In 2016, a judge ruled in favor of Acton officials with an argument that the funds were used for historical preservation, not for religious promotion, and therefore they are legal. Eric Rothschild, senior litigation counsel with Americans United, said “Americans United and our clients feel very strongly that Acton’s grants to the churches violates the constitutional prohibition against using public money for maintaining or aiding any churches”. The American United appealed the decision and after a long time the Massachusetts Supreme Judicial Court correctly reversed that earlier ruling.
“Today is a good day for religious freedom in Massachusetts,” said Rachel Laser, executive director of Americans United. “Money taken from the taxes of all citizens should go to funding projects for the public good, not religious imagery in houses of worship.”

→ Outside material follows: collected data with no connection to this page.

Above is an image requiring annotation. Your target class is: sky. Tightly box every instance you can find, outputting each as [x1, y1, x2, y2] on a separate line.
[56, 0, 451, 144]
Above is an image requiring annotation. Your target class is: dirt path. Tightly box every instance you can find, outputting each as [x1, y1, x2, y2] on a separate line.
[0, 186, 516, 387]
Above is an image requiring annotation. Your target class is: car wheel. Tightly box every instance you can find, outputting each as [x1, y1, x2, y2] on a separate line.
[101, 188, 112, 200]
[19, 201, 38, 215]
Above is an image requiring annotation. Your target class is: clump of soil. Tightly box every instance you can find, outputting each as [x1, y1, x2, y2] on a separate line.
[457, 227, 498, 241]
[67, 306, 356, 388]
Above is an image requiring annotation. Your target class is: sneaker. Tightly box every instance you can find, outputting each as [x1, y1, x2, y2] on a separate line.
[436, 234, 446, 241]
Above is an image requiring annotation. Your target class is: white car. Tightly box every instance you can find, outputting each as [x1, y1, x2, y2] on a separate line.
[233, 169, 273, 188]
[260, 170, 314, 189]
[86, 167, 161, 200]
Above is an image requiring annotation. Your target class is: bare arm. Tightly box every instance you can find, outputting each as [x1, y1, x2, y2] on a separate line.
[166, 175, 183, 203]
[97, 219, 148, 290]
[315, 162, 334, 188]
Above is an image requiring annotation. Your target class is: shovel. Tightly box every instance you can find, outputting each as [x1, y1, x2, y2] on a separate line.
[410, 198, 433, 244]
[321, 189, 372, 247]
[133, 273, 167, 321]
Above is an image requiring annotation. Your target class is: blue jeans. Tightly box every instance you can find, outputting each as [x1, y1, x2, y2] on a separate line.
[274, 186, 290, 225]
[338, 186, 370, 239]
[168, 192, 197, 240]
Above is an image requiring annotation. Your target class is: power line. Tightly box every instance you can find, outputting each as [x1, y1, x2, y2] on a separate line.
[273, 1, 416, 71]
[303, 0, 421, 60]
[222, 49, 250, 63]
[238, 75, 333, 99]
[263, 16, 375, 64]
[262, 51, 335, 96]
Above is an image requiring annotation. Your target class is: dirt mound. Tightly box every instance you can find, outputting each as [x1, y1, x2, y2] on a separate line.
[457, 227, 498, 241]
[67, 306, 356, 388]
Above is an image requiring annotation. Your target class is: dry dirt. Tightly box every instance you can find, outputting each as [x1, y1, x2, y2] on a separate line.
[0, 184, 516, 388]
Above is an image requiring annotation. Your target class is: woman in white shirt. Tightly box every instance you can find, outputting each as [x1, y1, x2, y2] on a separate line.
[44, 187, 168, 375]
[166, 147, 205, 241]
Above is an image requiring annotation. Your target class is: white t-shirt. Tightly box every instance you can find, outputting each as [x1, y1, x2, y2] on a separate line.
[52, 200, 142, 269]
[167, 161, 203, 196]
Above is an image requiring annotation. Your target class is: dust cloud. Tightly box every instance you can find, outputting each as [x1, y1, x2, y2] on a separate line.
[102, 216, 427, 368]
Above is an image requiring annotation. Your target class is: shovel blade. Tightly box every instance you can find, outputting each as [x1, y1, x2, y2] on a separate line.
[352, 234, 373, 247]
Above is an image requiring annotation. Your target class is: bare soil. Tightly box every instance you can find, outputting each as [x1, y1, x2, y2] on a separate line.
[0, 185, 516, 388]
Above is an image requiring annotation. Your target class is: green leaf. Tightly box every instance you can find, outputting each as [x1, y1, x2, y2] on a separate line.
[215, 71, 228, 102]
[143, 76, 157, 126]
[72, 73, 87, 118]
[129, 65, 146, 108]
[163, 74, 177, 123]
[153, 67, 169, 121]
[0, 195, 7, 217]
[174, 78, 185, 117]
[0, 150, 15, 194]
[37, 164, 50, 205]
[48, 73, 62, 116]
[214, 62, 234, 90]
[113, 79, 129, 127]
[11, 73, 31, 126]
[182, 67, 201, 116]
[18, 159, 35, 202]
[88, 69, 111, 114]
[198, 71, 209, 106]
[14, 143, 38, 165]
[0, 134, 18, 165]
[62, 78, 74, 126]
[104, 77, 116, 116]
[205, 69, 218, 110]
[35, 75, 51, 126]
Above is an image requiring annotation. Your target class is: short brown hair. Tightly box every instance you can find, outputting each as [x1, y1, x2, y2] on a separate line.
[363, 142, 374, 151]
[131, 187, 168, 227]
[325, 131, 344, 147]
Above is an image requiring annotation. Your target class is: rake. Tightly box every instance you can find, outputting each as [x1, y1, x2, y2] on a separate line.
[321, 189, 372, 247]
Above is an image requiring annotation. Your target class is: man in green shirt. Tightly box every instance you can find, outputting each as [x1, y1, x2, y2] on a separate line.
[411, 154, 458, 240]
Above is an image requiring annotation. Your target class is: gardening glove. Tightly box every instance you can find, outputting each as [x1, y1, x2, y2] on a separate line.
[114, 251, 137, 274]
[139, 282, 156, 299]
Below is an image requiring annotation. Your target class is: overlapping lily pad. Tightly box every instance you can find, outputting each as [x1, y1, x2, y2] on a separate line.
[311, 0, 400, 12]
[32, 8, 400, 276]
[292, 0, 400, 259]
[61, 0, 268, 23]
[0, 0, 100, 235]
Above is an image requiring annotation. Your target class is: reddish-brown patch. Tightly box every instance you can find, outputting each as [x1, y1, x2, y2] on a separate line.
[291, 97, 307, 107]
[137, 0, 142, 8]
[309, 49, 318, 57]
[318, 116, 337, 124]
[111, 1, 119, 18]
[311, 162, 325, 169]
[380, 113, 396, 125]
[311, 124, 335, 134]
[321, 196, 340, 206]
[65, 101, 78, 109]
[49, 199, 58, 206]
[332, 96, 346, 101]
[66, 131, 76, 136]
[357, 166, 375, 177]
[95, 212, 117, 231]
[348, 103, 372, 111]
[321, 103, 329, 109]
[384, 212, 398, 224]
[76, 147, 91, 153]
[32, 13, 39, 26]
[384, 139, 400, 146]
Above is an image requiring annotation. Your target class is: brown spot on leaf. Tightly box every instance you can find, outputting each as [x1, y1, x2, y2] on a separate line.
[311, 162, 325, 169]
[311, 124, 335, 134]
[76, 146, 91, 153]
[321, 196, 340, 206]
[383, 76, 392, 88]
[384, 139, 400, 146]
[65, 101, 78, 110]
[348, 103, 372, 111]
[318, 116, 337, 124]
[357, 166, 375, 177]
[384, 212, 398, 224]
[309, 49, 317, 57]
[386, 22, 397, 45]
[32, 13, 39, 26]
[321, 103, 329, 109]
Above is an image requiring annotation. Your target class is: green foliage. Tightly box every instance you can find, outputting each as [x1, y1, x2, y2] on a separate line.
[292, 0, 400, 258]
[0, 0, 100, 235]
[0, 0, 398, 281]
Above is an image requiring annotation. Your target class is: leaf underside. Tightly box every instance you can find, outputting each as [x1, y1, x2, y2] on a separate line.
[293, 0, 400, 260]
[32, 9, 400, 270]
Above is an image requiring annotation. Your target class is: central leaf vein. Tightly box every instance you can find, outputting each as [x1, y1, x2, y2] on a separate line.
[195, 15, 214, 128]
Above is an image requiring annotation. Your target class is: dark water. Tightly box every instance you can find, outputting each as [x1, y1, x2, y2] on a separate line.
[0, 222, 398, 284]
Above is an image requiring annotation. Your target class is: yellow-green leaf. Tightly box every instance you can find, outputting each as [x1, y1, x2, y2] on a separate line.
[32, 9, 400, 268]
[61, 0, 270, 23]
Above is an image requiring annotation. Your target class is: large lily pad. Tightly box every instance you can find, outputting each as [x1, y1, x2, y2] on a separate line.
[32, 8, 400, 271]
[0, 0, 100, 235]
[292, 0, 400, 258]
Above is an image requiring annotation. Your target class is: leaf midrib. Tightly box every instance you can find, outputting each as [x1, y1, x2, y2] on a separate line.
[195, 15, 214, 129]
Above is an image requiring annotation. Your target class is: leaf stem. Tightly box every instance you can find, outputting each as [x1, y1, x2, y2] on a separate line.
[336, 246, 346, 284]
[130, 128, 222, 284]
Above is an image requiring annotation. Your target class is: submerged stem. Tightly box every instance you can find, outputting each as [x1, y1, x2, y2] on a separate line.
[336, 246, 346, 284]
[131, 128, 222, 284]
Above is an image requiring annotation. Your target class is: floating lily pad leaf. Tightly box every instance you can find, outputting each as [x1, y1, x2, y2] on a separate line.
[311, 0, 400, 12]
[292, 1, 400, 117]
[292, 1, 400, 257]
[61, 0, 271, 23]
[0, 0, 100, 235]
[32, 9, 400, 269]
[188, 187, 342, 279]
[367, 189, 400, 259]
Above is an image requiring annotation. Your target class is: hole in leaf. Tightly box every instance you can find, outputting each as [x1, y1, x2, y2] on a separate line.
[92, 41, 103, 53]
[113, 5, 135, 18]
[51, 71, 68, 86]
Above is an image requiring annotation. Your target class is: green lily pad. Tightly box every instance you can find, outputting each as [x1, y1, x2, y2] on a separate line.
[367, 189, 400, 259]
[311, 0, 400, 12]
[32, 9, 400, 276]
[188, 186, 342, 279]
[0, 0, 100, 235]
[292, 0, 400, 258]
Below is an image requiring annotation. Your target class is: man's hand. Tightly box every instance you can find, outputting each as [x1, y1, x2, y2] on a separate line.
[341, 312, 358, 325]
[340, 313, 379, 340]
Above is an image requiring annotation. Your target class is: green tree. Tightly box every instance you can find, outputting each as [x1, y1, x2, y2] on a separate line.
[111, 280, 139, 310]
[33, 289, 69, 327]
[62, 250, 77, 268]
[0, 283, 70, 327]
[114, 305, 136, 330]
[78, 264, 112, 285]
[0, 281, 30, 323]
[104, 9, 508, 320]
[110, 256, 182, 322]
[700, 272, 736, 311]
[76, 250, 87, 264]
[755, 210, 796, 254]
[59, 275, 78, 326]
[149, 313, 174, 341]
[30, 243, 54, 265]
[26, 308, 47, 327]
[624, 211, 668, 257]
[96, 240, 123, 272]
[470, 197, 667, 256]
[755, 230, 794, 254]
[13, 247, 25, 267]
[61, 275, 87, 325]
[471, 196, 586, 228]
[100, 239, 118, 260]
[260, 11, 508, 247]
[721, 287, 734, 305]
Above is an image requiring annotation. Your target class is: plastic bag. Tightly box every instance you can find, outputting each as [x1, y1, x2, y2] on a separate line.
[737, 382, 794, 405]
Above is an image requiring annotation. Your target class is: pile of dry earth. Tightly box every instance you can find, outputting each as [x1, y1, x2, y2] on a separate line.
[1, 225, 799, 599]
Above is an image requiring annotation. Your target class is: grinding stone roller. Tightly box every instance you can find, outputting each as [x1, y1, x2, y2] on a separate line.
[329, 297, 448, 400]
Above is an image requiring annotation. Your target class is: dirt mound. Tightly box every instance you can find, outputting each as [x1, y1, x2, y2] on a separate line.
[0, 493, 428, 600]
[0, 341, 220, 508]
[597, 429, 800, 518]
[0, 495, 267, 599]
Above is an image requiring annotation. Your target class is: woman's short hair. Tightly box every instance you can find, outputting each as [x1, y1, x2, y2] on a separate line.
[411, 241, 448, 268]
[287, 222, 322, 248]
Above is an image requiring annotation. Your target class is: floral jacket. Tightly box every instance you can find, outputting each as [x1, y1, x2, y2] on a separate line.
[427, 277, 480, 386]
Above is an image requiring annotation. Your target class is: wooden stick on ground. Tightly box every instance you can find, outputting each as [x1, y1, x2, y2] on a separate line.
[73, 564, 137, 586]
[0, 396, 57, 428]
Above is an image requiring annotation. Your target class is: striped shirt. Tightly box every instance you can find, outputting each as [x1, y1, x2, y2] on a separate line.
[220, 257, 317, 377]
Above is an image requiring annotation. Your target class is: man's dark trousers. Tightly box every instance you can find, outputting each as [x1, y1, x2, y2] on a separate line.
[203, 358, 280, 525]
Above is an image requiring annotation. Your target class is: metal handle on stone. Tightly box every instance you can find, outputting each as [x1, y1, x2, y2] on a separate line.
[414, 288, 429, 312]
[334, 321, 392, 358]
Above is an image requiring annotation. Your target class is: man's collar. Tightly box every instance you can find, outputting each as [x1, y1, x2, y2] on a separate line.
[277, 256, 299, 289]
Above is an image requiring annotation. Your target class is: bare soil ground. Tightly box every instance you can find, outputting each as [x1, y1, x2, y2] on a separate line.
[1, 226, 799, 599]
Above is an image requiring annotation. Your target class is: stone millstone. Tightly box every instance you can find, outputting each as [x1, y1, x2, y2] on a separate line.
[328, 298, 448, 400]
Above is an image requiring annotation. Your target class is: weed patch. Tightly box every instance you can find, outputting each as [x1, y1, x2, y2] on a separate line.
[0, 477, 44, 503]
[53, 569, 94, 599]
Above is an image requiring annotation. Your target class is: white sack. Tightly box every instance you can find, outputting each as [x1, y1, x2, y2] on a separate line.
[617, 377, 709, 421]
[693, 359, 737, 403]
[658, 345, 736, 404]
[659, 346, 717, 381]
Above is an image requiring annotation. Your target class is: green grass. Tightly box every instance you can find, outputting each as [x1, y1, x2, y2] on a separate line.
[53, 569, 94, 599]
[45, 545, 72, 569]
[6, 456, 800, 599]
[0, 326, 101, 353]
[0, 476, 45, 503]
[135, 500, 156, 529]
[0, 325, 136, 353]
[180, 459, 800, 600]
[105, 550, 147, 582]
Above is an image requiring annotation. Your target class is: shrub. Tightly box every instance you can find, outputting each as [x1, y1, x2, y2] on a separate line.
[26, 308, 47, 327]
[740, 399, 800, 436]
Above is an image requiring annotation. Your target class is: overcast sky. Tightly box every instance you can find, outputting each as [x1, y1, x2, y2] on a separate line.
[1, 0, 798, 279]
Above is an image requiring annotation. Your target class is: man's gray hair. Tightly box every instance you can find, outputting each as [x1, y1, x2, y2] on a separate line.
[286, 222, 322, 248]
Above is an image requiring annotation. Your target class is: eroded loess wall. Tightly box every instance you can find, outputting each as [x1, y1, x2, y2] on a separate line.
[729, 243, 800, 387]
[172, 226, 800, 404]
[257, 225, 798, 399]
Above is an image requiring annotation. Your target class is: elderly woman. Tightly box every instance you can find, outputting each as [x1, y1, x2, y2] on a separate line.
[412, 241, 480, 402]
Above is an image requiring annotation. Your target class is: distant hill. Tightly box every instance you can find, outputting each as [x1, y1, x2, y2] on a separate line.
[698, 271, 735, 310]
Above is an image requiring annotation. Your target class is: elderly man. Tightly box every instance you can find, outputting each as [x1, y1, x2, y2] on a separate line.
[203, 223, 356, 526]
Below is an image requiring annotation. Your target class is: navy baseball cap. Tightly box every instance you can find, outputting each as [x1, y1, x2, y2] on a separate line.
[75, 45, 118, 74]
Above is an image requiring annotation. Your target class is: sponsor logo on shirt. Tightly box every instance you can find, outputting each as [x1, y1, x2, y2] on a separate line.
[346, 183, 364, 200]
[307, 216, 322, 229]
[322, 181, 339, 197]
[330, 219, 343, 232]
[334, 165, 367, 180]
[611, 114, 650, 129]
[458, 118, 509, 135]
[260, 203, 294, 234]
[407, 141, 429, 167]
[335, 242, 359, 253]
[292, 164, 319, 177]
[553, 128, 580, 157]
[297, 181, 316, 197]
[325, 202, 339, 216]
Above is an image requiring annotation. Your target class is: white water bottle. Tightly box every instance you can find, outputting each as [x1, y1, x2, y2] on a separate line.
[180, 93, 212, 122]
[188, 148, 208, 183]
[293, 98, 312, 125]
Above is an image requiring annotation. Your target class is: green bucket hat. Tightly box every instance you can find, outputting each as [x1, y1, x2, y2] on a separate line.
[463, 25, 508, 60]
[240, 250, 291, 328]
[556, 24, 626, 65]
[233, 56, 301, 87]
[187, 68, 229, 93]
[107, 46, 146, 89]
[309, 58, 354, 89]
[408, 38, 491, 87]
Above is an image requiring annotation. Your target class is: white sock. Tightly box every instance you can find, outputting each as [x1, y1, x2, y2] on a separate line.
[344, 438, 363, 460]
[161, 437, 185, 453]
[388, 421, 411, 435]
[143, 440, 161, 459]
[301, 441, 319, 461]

Giving taxpayer money to churches for the purpose of aiding them is against the Massachusetts constitution, because repairing and renovating the buildings that churches use for religious cause advances that very same religious cause. On the other hand, SJC Chief Justice Ralph D. Gants said in his 47-page opinion that the state constitution has no absolute ban on churches receiving public funds. Gants said public funds can lawfully go to churches for historic preservation in certain cases, such as when “historical events of great significance occurred in the church, or where the grants are limited to preserving church property with a primarily secular purpose.”